The tests administered by physiologists are not really IQ tests. More like they are brain capability tests. They are there not to tell anyone how clever someone is, but to measure capability, and more importantly degraded capability. There can be a good mapping from how well a patient does in one area of a battery of tests to individual areas of brain function. So tests look for various signs of different forms of dementia or other pathologies. Doing them over a period of time and looking for trends is a big part of this.
Tests may include memory, memory processing, language processing, problem solving and the like. They light up different areas of the brain and indicate where there may be problems. This is going to require skill in interpreting the results. Interpretation that is going to include factors outside of the tests themselves.
If you send me a $100 Visa gift card I will email you back your IQ.
If I send you $200 do I get a higher or a lower IQ?
I bid $250 but I’d better get a damn good IQ for that
If you send me $1,000 I will send you my patented I.Q. Tester and certificate of authenticity.
At the risk of fighting the question, I think it’s worth asking yourself why you want to know.
It might feel good getting a high score, and validate that you’re one of “the smart ones”, but all that really matters is what you can do.
Yes that was pretty much my experience too. I was in my twenties, and there were a few other younglings, but then a massive gap. Perhaps people in their mid-thirties to early fifties are more focused on kids and careers.
Personality-wise, it was a pretty normal slice of the population, but I did find a few of the older Mensans at the bigger events insufferable. We’re talking peak Dunning-Kruger.
I was a Mensa member for years. As was/is both my wives. I’ve even been a local chapter president for a few years.
As one of our members put it memorably:
Mensa is a support group for people who score on the extreme fringe of a particular psych eval.
Their official standard is “top 2% IQ”. But their membership is a teeny teeny fraction of 2% of the general public. Said anther way, the real filter to membership isn’t passing the 2% IQ bar, it’s wanting / needing the “support group” aspect.
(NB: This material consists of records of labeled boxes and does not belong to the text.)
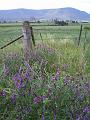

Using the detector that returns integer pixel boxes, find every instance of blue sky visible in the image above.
[0,0,90,13]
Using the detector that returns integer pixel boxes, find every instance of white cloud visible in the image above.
[0,0,90,13]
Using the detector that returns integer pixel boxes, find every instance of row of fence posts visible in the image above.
[1,21,86,59]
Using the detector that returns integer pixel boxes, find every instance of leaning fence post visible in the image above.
[78,25,82,46]
[22,21,32,60]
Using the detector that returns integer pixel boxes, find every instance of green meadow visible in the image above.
[0,23,90,120]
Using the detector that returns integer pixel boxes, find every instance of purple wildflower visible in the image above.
[54,111,56,120]
[51,68,60,81]
[10,94,16,102]
[83,107,90,113]
[33,96,42,104]
[0,90,6,97]
[3,65,9,76]
[42,113,45,120]
[12,73,23,89]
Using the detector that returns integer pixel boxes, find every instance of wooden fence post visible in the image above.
[22,21,32,60]
[78,25,82,46]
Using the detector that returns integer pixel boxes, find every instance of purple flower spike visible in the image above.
[83,107,90,113]
[0,90,6,97]
[51,68,60,81]
[10,94,16,102]
[13,73,23,89]
[33,96,42,104]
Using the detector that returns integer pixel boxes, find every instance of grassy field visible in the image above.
[0,24,90,120]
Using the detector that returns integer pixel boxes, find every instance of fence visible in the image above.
[0,21,90,54]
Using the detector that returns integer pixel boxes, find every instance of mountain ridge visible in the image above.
[0,7,90,21]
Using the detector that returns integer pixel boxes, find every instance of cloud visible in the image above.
[0,0,90,13]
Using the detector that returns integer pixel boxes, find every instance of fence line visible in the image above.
[0,35,23,49]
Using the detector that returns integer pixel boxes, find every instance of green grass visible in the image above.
[0,24,90,120]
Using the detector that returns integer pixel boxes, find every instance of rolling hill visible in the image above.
[0,7,90,21]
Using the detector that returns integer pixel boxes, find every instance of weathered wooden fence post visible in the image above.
[78,25,82,46]
[22,21,32,60]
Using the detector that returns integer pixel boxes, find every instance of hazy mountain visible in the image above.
[0,7,90,21]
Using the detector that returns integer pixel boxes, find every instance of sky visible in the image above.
[0,0,90,13]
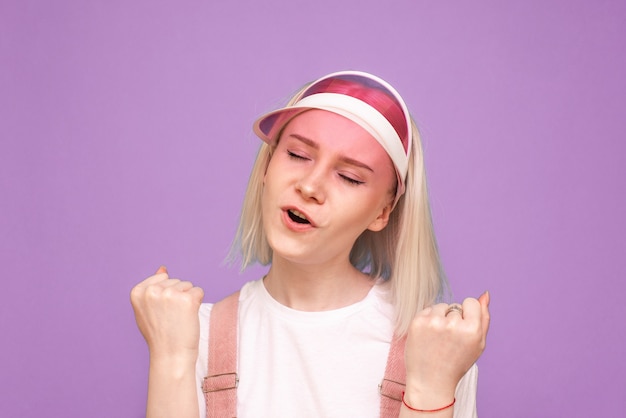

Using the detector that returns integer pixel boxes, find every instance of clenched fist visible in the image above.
[405,292,489,408]
[130,267,204,361]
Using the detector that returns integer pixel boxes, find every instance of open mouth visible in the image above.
[287,209,311,224]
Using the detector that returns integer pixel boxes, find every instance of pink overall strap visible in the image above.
[378,337,406,418]
[202,292,239,418]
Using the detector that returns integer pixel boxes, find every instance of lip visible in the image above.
[281,206,317,232]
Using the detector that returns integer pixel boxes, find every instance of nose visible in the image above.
[296,169,326,204]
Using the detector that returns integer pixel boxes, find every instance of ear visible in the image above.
[367,203,393,232]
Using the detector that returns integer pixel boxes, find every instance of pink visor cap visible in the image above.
[253,71,413,202]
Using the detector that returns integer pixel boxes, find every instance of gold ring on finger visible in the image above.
[445,303,463,316]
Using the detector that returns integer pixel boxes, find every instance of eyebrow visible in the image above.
[289,134,374,173]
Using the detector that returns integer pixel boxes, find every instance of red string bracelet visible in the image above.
[402,392,456,412]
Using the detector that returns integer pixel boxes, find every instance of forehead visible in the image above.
[278,109,393,171]
[281,109,372,148]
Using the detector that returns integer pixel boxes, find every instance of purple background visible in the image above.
[0,0,626,418]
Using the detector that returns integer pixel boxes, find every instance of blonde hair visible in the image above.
[230,94,448,336]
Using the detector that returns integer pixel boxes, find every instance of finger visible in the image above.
[478,291,491,335]
[188,286,204,302]
[445,303,463,318]
[429,303,449,317]
[463,298,482,326]
[172,279,193,292]
[137,272,169,287]
[160,279,180,289]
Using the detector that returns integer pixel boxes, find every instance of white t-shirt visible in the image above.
[196,280,478,418]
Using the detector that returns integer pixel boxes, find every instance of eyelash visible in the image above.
[287,150,365,186]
IME through 4 local chapters over 4 decades, most (not all) Mensans are semi-failures socially & career-wise. Who salve their wounds by hanging out with other similar folks with whom they can wail at the injustice of it all while smugly asserting their own innate coolitude. Been there, done that myself.
There’s plenty of relative “normies” in the crowd too. But the misfits who’ve found a home with their fellow misfits is the bulk.
No, but I’ve met a few Mensa members that frame and hang their membership certificate on the wall of their office and then refer to it when you meet them for the first time. In both cases, my opinion was that they were both on the spectrum in some way.
I don’t know if my population exposure is broad enough to make such a claim, but this is consistent with my limited sample size.
ETA: @ the post 2 posts up.
Yeah. Whole lotta ASD goin’ on in a Mensa chapter. Far short of universal, but it’s noticeably enriched ore versus the general populace.
What is ASD?
Autism Spectrum Disorder. The current official term for what used to be Asperger’s Syndrome plus what’s always been called “autism”.
Which is why “on the spectrum” has now become a term of both pop-psych and legit psychological practice as a way of referring to folks exhibiting ASD-like socially awkward behaviors.
Thanks. I just momentarily blanked on that. I actually have a close friend who has a son “on the spectrum” who is currently in a graduate program in Engineering who is definitely Mensa material. I can’t see the poor guy ever working productively with human colleagues.
I’m incredibly intelligent. I remember things in a way that few other humans can. Like, you could read off a list of five words and I’d remember those five words a minute later. Watch this…
man… woman… person… camera… tv…
Me too. Although in my case my friend is Grandma, not Mom or Dad.
He’s an odd, odd kid, but scary smart. If he can find a niche somebody will hire him and throw pizza down into his basement where he’ll be happily and solitarily productive for decades.
Wow, that’s impressive! Have you considered running dor office?
Hey that’s cool. You know right of the bat they are tools.
Psychologists will often administer general intelligence tests. In a research setting that can be done for any number of purposes, but a big one being a short form of a general intelligence test can capture a lot of information with a small amount of effort, and the information can be useful for answering a variety of research questions.
A clinical setting is exactly where…
…interpretation is required. Anybody can look at the score from a test and say “this person is below average in intelligence,” but somebody trained to interpret the tests may look and see that verbal comprehension is low, but the other areas are all normal, and then diagnose a reading disability, for a simplistic example.
Tune in any of the three Dick Wolf “FBI” shows. If you think they’re the damn dumbest claptrap on TV within the first two minutes, you are the genius of the world.
I heard a comedian joke ‘you can go from feeling like a genius to a moron in the space of 30 minutes while watching tv. Wheel of Fortune is at 7:00 and Jeopardy! starts at 7:30’
Intelligence tests are regarded as being useful for getting a relative measure of an individual’s ability to perform reasoning skills, but one of the frequent criticisms is that it doesn’t measure or recognize other types of intelligence, such as emotional, creative, musical, etc.